Waging War Against The Minimum
A Fight to Raise Minimum Wage in Montreal
Marie Perreault greets every customer with that-first-week at a new job enthusiasm.
Still unfamiliar with the café in the CJ Building at Concordia’s Loyola campus, she struggles to find the price of a croissant on her cheat-sheet next to the cash register.
“I’m going to a concert tonight with my friend,” said Perreault, anxious to finish her shift.
A few months ago, a friend invited Perreault to attend a Muse concert at the Bell Centre. At the time, she had saved enough from her minimum wage jobs to pay for her ticket and decided to go.
“I haven’t been to a concert in forever,” she said. “I need to get home, change and do my makeup.”
Perreault works 40 hours a week at $10.55 per hour. She doesn’t receive any tips as Aramark—the food provider hired by the university—doesn’t allow tip jars at their locations on campus.
Over the past year, student groups and labour unions affiliated with McGill University have assembled to create the Fifteen and Fair Campaign. It’s modeled after the Fight for $15 campaign that began in New York in 2012 when McDonald’s workers asked their employer to raise the minimum wage.
Similarly, the Fifteen and Fair campaign at McGill is demanding that the university institute a $15 minimum wage for all its workers, adjusted to inflation. They’re also asking for workplace practices such as equal access to benefits, health care, parental leave and subsidized transportation, said Molly Swain, president of the Association of McGill University Support Employees.
Studies have shown that “$15 is the bare minimum for living wage in Montreal,” according to Swain.
However, some, like Christian Sigouin, a Concordia economics professor, don’t agree that raising the minimum wage is a viable business model. Some theorize that raising the minimum wage would lead to higher dropout rates in high school because students would have more incentive to start working right away, he explained.
“It’d be counterproductive,” he remarked.
The goal is that young students get a higher education and enter the workforce in high positions to reverse the trend, Sigouin said.
His theory echoes a Fraser Institute study that came out in 2009, stating there are “significant negative economic costs associated with increasing minimum wages.”
As president of AMUSE, Swain’s role is to represent the rights of McGill’s large workforce. Over the past years, the university has been enforcing austerity measures, which mirror city and province-wide politics. As a result, she’s seen a rise in “casual workers.”
“Now, the austerity measures have started to chew through the most vulnerable and precarious workers,” she said. The university is replacing staff workers with casual workers, paying them as little as half the salary for the exact same labour and allotting them fewer benefits, she continued.
“Part of austerity is to get as much cheap and disposable labour as you can have,” Swain said.

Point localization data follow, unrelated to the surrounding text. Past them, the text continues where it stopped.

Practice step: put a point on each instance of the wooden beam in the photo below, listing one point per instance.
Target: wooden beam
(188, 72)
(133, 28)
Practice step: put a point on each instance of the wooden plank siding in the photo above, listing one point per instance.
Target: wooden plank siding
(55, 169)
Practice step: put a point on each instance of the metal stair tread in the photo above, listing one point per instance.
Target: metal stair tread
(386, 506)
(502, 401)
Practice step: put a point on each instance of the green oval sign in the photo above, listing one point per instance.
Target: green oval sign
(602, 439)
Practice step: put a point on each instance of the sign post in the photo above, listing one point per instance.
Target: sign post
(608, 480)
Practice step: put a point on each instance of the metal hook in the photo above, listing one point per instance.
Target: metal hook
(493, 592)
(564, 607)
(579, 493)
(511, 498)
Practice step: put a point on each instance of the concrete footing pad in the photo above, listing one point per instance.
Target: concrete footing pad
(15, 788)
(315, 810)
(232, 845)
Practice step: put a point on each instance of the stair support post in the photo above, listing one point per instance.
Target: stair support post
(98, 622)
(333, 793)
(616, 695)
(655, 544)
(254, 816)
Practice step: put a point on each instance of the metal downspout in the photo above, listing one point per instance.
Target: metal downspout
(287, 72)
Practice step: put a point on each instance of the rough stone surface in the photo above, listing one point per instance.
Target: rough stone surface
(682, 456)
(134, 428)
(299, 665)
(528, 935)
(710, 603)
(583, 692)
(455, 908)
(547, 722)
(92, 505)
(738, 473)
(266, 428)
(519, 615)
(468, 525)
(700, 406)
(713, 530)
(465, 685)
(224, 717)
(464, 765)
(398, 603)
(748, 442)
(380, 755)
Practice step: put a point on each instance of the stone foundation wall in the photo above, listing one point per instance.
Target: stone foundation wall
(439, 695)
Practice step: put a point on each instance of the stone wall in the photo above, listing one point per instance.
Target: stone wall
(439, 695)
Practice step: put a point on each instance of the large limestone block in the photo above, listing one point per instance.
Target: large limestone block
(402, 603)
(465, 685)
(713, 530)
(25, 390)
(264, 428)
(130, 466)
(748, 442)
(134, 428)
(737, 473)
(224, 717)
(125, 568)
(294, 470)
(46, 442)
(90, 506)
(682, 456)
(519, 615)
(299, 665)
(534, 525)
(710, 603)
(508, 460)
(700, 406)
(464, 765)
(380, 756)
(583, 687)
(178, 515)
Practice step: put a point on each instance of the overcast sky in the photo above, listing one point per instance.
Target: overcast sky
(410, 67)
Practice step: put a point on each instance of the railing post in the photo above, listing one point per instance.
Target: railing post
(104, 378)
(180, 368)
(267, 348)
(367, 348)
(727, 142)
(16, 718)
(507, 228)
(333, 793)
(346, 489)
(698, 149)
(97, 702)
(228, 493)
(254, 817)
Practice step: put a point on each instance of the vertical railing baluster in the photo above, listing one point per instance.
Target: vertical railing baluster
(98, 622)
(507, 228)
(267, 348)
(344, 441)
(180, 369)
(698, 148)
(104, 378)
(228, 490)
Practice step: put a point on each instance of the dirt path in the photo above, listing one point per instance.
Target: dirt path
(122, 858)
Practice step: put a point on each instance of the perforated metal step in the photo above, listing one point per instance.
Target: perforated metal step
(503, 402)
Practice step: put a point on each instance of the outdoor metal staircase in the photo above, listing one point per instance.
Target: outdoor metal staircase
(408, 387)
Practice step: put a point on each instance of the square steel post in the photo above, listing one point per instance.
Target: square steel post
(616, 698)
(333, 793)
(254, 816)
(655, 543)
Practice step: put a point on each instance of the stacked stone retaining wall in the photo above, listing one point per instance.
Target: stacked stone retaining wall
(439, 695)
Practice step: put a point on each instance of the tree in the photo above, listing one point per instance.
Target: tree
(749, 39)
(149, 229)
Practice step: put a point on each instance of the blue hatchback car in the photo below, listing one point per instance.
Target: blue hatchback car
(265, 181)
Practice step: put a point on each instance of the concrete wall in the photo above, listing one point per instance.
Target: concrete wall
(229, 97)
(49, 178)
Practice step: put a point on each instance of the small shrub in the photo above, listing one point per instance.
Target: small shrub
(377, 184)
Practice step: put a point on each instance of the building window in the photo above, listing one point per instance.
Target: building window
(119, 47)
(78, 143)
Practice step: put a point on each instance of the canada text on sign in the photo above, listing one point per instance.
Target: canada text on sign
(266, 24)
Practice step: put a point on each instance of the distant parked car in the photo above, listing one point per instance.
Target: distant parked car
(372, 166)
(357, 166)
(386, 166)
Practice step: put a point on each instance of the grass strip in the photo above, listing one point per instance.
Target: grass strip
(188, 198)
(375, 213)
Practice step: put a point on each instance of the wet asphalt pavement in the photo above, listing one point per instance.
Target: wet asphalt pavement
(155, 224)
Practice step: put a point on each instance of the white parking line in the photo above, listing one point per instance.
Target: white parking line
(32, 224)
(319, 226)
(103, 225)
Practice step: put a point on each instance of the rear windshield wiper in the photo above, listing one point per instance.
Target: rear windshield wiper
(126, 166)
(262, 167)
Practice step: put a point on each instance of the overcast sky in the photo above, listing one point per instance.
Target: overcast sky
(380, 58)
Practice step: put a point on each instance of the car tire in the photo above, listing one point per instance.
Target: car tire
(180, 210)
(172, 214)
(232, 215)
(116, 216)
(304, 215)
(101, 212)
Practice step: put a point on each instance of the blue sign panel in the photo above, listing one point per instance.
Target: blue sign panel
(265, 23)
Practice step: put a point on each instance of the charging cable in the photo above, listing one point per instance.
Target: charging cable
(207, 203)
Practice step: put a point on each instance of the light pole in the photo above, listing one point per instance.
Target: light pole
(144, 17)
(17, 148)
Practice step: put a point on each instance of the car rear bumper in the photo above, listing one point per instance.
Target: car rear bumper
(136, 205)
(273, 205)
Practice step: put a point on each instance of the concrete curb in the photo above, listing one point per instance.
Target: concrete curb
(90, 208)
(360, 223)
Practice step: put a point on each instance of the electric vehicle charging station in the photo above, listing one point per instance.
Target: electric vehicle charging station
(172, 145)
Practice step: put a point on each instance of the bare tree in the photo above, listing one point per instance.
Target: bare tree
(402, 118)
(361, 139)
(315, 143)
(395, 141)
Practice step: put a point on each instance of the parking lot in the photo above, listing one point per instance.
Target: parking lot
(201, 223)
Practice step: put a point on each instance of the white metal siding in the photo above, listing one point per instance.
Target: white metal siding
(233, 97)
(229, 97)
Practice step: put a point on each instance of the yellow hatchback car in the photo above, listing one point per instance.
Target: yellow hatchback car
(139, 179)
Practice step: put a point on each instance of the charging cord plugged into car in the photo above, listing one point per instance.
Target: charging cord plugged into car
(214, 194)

“Part of austerity is to get as much cheap and disposable labour as you can have.” — Molly Swain, president Association of McGill University Support Employees
Universities much like McGill and Concordia often exist as their own microcosm within the city. As the employer, McGill has the power to raise their minimum wage without having to wait for any laws or regulations from the city, explained Swain.
She graduated last year from McGill with an Honours degree in women’s studies and a minor in world religion. Throughout her studies, she relied on her jobs both on and off campus to pay for out-of-province tuition, food and rent. There were times when she had to choose between paying for her rent or buying food, and she often relied on the food bank to get a decent meal.
Working at the union, Swain meets people with similar and sometimes even worse stories than her own.
Nevertheless, the Fraser Institute’s research deducted that an increase in the minimum wage “translates into a three per cent to six per cent job loss among this group.” The study was focused on young workers between the age of 15 and 24.
It’s a common misconception to think that those working minimum wage jobs are students, who live at home with their parents and who are only working for “beer money,” said Swain. In fact, she said that’s one of the arguments McGill continues to use to justify their low wages.
However, according to the Institut de la statistique du Québec, 50 per cent of employees working minimum wage are not studying, while 61.8 per cent are 25 and over.
That’s the case of Perreault, barista at the CJ Loyola café. She’s a 43-year old single mother and has been bouncing from one minimum wage job to another for the past two years now and she’s struggling to make ends meet.
She started working at the café two weeks ago and hasn’t received her first pay cheque yet, but she’s planned out her monthly finance and thinks she will be making just enough money to get by.
“The only reason I can afford to live on minimum wage is because I don’t have any debts,” she said. She still lives pay cheque to pay cheque though, providing for herself and her two children, both of whom are subsidized by the government.
Before being hired at the café, Perreault was unemployed for a few months. She had just quit her job at The Rail restaurant in Kahnawake, where she was also living. As a Cree First Nations woman working and living on the reserve, she was exempted from paying taxes. However, since Perreault moved into the city, she no longer benefits from this exemption.
Perreault and 453,845 people in Montreal, or 24.6 per cent of the population, are living on a low income. According to Statistics Canada, the low-income cut-off is when a family devotes a larger share of its income on necessities—food, shelter and clothing—than the average family.
“I’m okay now but I can’t live an extravagant life,” Perreault said.